I really don't think an advance notice would have hurt. So much for automation.
(add all the latest drama, and you're basically just asking to be forked..)
Solution 2: is a terrible idea for people who have their own private registries or proxy caches. Also a security issue in general...
This leaves you with needing to upgrade node, which may or may not be possible due to operating system/platform constraints. Luckily we were using this https://launchpad.net/~chris-lea/+archive/node.js/ which makes life on ubuntu ok.
We set up our own proxy cache, at this point im thinking about increasing the cache time to something like 2 weeks.
But it does provide a case study for the rest of us on what or what not to do.
Maybe I'm being hopelessly optimistic by not jumping to the conclusion that they did no validation whatsoever before?
npm config set strict-ssl false
npm update npm -g
npm config set strict-ssl true
I'm sure the likelihood of experiencing a MITM attack here is low, but the security consideration needs to be as widely advertised as the solution.
The change broke bower at on my laptop.

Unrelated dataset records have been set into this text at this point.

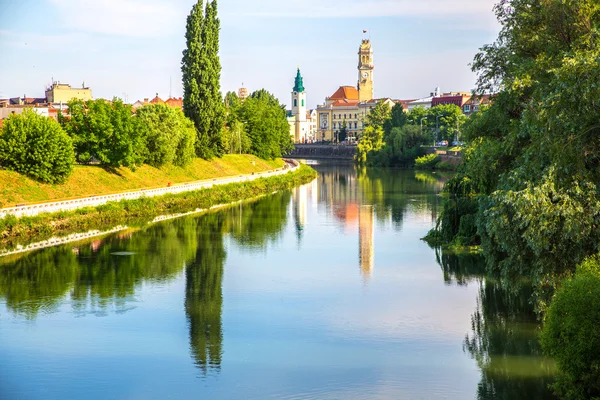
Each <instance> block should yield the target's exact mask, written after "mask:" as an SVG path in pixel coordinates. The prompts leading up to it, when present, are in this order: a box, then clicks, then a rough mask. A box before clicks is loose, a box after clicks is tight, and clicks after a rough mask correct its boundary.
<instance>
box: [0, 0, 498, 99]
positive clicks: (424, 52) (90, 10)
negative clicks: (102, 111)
mask: <svg viewBox="0 0 600 400" xmlns="http://www.w3.org/2000/svg"><path fill="white" fill-rule="evenodd" d="M194 3H195V1H194V0H0V54H1V59H2V62H1V63H0V98H6V97H17V96H23V95H24V94H26V95H27V96H29V97H43V92H44V87H45V86H46V85H47V84H49V83H50V82H51V79H52V78H54V79H55V80H60V81H61V82H63V83H70V84H71V85H73V86H79V85H81V83H82V82H84V81H85V83H86V85H87V86H90V87H91V88H92V91H93V95H94V97H105V98H112V97H113V96H118V97H121V98H125V97H127V100H128V101H129V102H134V101H136V100H138V99H143V98H144V97H153V96H154V95H155V94H156V93H158V94H159V95H160V96H161V97H163V98H166V97H168V95H169V87H170V86H169V81H170V80H171V82H172V94H173V95H174V96H181V95H182V87H181V71H180V63H181V52H182V50H183V48H184V46H185V38H184V34H185V19H186V16H187V14H188V13H189V10H190V9H191V7H192V5H193V4H194ZM493 5H494V0H253V1H249V0H220V1H219V17H220V18H221V63H222V67H223V71H222V77H221V85H222V91H223V93H225V92H226V91H229V90H237V88H238V87H240V86H241V84H242V82H243V83H244V85H245V86H246V87H247V88H248V89H249V90H251V91H252V90H256V89H260V88H263V87H264V88H266V89H267V90H269V91H271V92H273V93H274V94H275V95H276V96H277V97H278V98H279V99H280V101H281V102H283V103H286V104H288V103H289V102H290V91H291V89H292V87H293V84H294V77H295V73H296V71H295V70H296V66H297V65H299V66H300V69H301V71H302V74H303V76H304V86H305V87H306V90H307V99H308V105H309V106H310V107H314V106H316V105H317V104H318V103H322V102H323V101H324V98H325V96H328V95H331V94H332V93H333V92H334V91H335V89H337V87H338V86H340V85H356V80H357V70H356V64H357V54H356V53H357V51H358V46H359V44H360V40H361V38H362V37H363V33H362V30H363V29H367V30H368V34H367V35H368V36H369V37H370V39H371V41H372V43H373V48H374V51H375V74H374V77H375V96H376V97H393V98H396V99H408V98H417V97H422V96H426V95H428V94H429V92H431V91H432V90H433V88H435V87H436V86H440V87H441V88H442V90H443V91H450V90H453V91H459V90H470V89H472V88H473V86H474V82H475V75H474V74H473V73H472V72H471V71H470V68H469V66H468V64H469V63H470V62H471V61H472V59H473V56H474V55H475V53H476V52H477V49H478V48H479V47H481V46H482V45H483V44H485V43H490V42H492V41H493V40H494V38H495V37H496V36H497V33H498V30H499V26H498V24H497V23H496V21H495V18H494V14H493V12H492V7H493Z"/></svg>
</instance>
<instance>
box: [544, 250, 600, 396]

The above link fixed it.
I can't figure out from the blog post whether the change was in the npm server or client.
npm --registry http://registry.npmjs.eu/ install blah
I think Rob's comment sums up my feelings. A bit more aggressively, but the same gist.
You can see on the following step which image is being used when deploying an app:
So what I did was change that to an image of my own based on the progrium/buildstep one:
sudo docker run -i -t progrium/buildstep /bin/bash
sudo docker commit <id> myownimage
And to get to the point I have changed the npm install line to run pointing to the http EU repo.
npm install --registry "http://registry.npmjs.eu" --userconfig $build_dir/.npmrc --production 2>&1 | indent
The blog post doesn't mention deleting the config change after updating, which (I'm not an expert) might be important. I think this is a full fix:
D:\repos\js-master\phantomjscloud-backend>npm install npm -g --ca=""
npm http GET https://registry.npmjs.org/npm
npm http 200 https://registry.npmjs.org/npm
npm http GET https://registry.npmjs.org/npm/-/npm-1.4.4.tgz
npm ERR! fetch failed https://registry.npmjs.org/npm/-/npm-1.4.4.tgz
npm ERR! Error: CERT_UNTRUSTED
npm ERR! at SecurePair.<anonymous> (tls.js:1349:32)
npm ERR! at SecurePair.EventEmitter.emit (events.js:92:17)
npm ERR! at SecurePair.maybeInitFinished (tls.js:962:10)
npm ERR! at CleartextStream.read [as _read] (tls.js:463:15)
npm ERR! at CleartextStream.Readable.read (_stream_readable.js:320:10)
npm ERR! at EncryptedStream.write [as _write] (tls.js:366:25)
npm ERR! at doWrite (_stream_writable.js:219:10)
npm ERR! at writeOrBuffer (_stream_writable.js:209:5)
npm ERR! at EncryptedStream.Writable.write (_stream_writable.js:180:11)
npm ERR! at write (_stream_readable.js:573:24)
npm ERR! If you need help, you may report this log at:
npm ERR! <http://github.com/isaacs/npm/issues>
npm ERR! or email it to:
npm ERR! <email@example.com>
If anything, roll out a new version and gracefully drop support for other clients.